(Billet 214) – « Une enquête est ouverte »… l’hécatombe routière aussi

(Billet 214) – « Une enquête est ouverte »… l’hécatombe routière aussi

Encore un drame, une tragédie de plus, une hécatombe qui se poursuit, et qui n’étonne même plus personne… un bus se renverse au nord, occasionnant 17 décès et 35 blessés. Rien ne semble plus devoir ou pouvoir arrêter ces morts inutiles, ces trépas que l’on aurait pu éviter… et rien n’est jamais réglé sur les routes sans une forme de violence légale… on parle de violence légitime de l’Etat ? Et bien la route est l’endroit idéal pour l’exercer, sans modération.

Rappelons encore une fois ces chiffres.
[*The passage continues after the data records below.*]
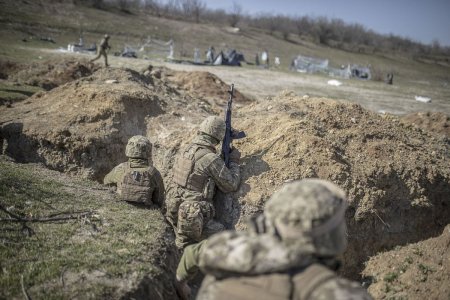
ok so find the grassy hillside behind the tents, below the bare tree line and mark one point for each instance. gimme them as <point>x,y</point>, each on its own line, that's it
<point>63,22</point>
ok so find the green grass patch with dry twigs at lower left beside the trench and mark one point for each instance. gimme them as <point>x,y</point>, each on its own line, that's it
<point>89,256</point>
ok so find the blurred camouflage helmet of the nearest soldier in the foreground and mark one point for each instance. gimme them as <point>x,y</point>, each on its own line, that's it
<point>309,213</point>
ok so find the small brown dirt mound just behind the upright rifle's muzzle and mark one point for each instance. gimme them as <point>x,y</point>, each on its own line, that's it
<point>206,85</point>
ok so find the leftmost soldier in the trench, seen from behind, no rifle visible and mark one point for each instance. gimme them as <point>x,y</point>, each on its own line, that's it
<point>137,180</point>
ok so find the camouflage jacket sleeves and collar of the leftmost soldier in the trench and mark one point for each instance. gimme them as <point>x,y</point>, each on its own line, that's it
<point>115,177</point>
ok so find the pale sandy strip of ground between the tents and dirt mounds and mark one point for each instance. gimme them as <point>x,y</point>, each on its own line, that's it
<point>262,84</point>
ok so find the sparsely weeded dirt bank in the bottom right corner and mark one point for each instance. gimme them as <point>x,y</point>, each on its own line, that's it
<point>416,271</point>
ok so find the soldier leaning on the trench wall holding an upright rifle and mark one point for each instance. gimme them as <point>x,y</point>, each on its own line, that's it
<point>197,171</point>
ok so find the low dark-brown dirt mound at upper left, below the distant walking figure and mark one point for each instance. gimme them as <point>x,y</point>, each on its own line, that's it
<point>50,74</point>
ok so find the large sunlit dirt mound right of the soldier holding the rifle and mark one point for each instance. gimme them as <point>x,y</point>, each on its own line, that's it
<point>397,177</point>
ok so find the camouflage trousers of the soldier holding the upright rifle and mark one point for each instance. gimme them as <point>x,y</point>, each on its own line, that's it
<point>195,223</point>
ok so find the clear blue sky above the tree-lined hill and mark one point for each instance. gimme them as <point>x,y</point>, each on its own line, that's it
<point>419,20</point>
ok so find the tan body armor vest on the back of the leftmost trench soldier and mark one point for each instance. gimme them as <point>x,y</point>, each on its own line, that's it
<point>136,185</point>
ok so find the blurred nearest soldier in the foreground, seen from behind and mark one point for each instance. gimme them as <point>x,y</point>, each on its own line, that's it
<point>288,252</point>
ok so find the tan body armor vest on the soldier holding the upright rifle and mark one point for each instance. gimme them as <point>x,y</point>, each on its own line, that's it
<point>184,172</point>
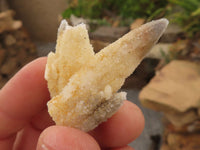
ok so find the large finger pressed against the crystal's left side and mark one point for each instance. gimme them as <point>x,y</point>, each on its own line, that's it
<point>22,97</point>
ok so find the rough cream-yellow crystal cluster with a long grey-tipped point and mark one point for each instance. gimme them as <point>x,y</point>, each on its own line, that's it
<point>82,84</point>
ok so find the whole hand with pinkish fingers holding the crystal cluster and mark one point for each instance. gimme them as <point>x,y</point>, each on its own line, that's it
<point>26,125</point>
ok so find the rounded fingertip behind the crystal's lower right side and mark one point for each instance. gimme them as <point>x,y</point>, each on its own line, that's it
<point>122,128</point>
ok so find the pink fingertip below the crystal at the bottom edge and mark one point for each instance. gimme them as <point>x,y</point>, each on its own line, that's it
<point>66,138</point>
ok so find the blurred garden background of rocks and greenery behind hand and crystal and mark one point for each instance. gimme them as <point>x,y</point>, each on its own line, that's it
<point>165,85</point>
Avec une moyenne de 3.800 morts par ans sur nos routes (autant qu’en France, avec 7 fois moins de véhicules), et quelque 10.000 handicaps permanents, le Maroc et les Marocains ont pleuré plus de 70.000 décès en 20 ans, et plus de 200.000 handicapés lourds… sans compter les dégâts psychologiques. Près de 1% de la population !! Avec de pareils conducteurs, pas besoin d’ennemi…

La liste des tragédies routières est longue comme l’attente d’un nouveau modèle de développement… Et à chaque fois que l’imprudence et que l’impudence sont là, le sang coule, la mort survient, l’indignation advient, puis tout rentre dans le désordre… et une enquête est ouverte, « pour déterminer les responsabilités », qui sont le plus souvent celles des conducteurs d’engins lourds (camions et bus), et aussi les fortunés décérébrés, jeunes ou moins jeunes, au volant de leurs bolides,. Et les choses en restent là. Las…
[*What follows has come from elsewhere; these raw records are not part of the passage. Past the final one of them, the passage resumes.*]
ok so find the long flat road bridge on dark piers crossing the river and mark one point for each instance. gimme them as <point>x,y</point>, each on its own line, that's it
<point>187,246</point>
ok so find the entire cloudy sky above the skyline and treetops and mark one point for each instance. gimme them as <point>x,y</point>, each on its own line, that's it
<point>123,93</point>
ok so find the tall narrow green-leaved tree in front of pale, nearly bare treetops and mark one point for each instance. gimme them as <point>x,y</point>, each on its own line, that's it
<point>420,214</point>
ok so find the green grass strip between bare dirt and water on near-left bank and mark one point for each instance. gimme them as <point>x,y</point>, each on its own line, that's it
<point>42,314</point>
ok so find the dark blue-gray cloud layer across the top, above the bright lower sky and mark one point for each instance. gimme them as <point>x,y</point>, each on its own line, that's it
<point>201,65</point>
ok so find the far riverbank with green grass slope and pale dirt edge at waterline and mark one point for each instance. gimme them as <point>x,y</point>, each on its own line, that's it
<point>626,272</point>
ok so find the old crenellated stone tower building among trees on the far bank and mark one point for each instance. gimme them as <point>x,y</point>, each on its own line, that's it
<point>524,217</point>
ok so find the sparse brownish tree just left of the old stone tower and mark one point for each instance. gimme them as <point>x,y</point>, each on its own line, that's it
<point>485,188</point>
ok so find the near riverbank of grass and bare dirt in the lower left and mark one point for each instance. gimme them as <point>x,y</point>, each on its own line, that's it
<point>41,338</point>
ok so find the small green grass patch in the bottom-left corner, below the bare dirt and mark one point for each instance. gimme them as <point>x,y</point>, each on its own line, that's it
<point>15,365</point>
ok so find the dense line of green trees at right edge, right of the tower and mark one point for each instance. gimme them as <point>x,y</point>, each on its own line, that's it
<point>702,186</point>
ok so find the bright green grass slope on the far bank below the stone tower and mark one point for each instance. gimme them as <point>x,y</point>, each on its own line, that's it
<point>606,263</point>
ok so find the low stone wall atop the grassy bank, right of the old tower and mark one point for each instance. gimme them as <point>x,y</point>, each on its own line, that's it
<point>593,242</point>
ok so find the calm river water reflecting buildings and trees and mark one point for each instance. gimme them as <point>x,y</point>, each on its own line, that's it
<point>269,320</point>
Septembre 2012, 42 morts à Tizi’n Tichka… Août 2013, 10 morts près de Chichaoua… Avril 2015, 33 morts, des ados, des sportifs, la plupart brûlés vifs dans le sud… Janvier 2017, 10 morts asphyxiés à Tafraout… et ce drame de Taza de cette semaine… les chiffres cognent, mais on s’arrêtera là. Il suffit de savoir que chaque jour, en dormant, 11 personnes sont mortes dans les dernières 24 heures ! Et tout cela avec 4 millions de véhicules circulant au Maroc, contre...

un peu plus de 3 millions en 2012 et un peu moins de 2 millions au début du siècle. L’argent coule donc à flots, sur les apprentis conducteurs par des sociétés de financement, qui financent à tour de bras. Mais, comme disait déjà Rousseau au 18ème siècle, « on a tout avec de l’argent, hormis des mœurs et des citoyens », et ce qui était vrai en France à cette époque était valable au Maroc aussi, sauf que cela continue chez nous…
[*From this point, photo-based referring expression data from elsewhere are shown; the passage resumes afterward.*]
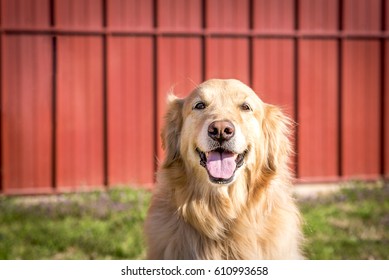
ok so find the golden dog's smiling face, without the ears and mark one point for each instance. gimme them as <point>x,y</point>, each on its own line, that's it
<point>219,128</point>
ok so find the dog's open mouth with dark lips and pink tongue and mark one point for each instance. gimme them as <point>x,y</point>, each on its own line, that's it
<point>221,164</point>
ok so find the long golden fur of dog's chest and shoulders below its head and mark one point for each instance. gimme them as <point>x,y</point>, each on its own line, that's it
<point>222,224</point>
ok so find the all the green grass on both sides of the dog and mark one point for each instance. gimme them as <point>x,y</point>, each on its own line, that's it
<point>350,224</point>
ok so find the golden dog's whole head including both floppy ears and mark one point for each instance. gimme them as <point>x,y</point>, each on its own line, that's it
<point>223,130</point>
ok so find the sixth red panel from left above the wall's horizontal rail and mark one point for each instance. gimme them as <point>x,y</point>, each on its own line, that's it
<point>273,16</point>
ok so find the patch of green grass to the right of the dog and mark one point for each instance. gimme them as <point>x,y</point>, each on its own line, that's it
<point>351,224</point>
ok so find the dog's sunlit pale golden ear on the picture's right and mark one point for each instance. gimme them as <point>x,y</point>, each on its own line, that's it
<point>276,129</point>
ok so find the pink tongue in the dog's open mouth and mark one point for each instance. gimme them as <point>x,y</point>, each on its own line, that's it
<point>221,165</point>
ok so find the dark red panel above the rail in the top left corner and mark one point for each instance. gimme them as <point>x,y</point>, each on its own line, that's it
<point>29,14</point>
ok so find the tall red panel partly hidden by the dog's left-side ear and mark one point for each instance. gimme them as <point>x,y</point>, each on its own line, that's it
<point>179,70</point>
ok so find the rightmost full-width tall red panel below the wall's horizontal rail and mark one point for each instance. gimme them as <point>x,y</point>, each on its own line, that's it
<point>360,109</point>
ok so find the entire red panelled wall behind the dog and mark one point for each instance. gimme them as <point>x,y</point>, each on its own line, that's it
<point>83,84</point>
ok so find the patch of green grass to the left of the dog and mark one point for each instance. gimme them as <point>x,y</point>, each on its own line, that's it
<point>99,225</point>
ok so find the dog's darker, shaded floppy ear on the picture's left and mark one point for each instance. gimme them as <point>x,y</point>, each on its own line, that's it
<point>171,132</point>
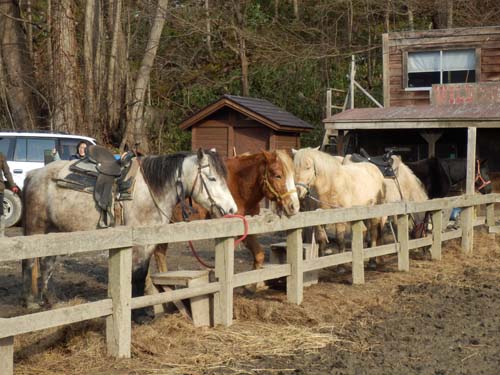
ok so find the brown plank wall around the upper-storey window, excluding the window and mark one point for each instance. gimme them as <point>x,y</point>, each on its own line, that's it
<point>485,40</point>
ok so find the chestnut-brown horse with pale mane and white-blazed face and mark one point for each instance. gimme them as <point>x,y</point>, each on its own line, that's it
<point>250,178</point>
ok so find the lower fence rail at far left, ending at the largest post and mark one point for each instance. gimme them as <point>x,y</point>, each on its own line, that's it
<point>54,318</point>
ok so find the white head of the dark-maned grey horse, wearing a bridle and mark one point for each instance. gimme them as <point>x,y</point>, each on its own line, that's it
<point>205,179</point>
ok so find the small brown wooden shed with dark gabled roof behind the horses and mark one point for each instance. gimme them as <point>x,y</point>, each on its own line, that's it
<point>243,124</point>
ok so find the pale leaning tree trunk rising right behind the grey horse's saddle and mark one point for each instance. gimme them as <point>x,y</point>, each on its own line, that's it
<point>136,131</point>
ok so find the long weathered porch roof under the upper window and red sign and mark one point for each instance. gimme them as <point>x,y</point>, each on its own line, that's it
<point>483,112</point>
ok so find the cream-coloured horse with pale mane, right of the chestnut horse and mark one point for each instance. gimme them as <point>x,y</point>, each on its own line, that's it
<point>337,185</point>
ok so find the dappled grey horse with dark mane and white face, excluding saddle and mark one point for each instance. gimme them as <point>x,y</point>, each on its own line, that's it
<point>50,208</point>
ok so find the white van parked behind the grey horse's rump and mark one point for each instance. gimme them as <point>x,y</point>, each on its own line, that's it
<point>26,151</point>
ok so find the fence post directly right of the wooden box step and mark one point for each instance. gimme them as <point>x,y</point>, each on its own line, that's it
<point>224,271</point>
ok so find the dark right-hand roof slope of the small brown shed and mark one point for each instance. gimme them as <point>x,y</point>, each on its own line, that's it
<point>270,111</point>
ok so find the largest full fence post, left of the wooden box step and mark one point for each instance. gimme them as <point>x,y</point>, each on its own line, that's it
<point>118,325</point>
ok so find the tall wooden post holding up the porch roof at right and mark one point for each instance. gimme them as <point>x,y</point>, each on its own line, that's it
<point>467,214</point>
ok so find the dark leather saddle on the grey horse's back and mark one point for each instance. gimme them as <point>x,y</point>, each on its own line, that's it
<point>105,177</point>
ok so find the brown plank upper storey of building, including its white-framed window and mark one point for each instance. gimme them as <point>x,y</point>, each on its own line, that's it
<point>415,60</point>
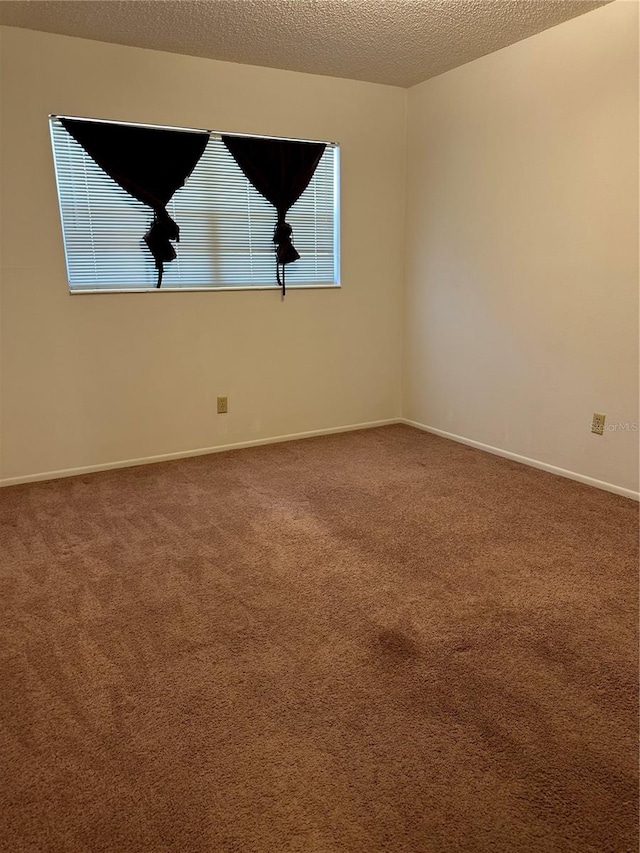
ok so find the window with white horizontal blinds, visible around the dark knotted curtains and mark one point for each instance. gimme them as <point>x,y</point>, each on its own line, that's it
<point>226,226</point>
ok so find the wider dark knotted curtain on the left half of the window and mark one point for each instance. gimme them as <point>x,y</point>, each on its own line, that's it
<point>150,164</point>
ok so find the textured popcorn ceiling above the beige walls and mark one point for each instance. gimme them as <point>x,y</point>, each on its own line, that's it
<point>399,42</point>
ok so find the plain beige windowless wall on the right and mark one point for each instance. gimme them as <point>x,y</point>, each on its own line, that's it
<point>521,290</point>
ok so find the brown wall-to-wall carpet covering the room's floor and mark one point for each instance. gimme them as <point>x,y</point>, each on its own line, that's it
<point>376,641</point>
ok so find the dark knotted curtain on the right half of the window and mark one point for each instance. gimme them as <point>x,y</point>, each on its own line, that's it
<point>280,169</point>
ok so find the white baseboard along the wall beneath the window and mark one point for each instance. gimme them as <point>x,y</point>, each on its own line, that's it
<point>184,454</point>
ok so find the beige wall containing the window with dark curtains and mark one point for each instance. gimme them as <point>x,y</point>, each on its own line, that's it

La solution est possible : un Etat ferme, rude, usant de ce qu’on a coutume d’appeler sa violence légitime. A défaut d’avoir peur de commettre un accident, il faut avoir peur de la maréchaussée, police ou gendarmerie, et de Dame Justice. En effet, les infractions sont souvent le fait de l’incivisme, de l’arrogance et de l’insouciance…  

La liste des « fils et filles de… » sûr(e)s de l’impunité, des soulards invétérés, des routiers irresponsables, des conducteurs d’autocars ayant tué est longue, et s’allonge encore, et celle des nantis qui paient sans souci leurs amendes est encore plus longue. Le Code de la route, tel qu’il a été élaboré par Karim Ghellab, puis revu par ses successeurs barbants, aurait été de bonne facture, mais sous d’autres cieux, avec des conducteurs moins pernicieux.

Dans l’Union européenne, les amendes peuvent être très lourdes, atteignant les 150.000 €, et les peines de prison pour homicides ou blessures involontaires sont effectives et peuvent aller de 2 à 7 ans ; les conduites en état d’ivresse (plus de 0,8 g/l), refus d’obtempérer et rébellion sont passibles d’embastillement, de même que les délits de fuite. Quant aux permis de conduire, ils sont retirés pour des durées allant de 1 an à… définitivement.

Au Maroc, buvez, sniffez, roulez, jouez avec les lois et les vies, foncez… et tuez. Les peines restent légères, la justice se montre coupablement velléitaire et nos routes délétères.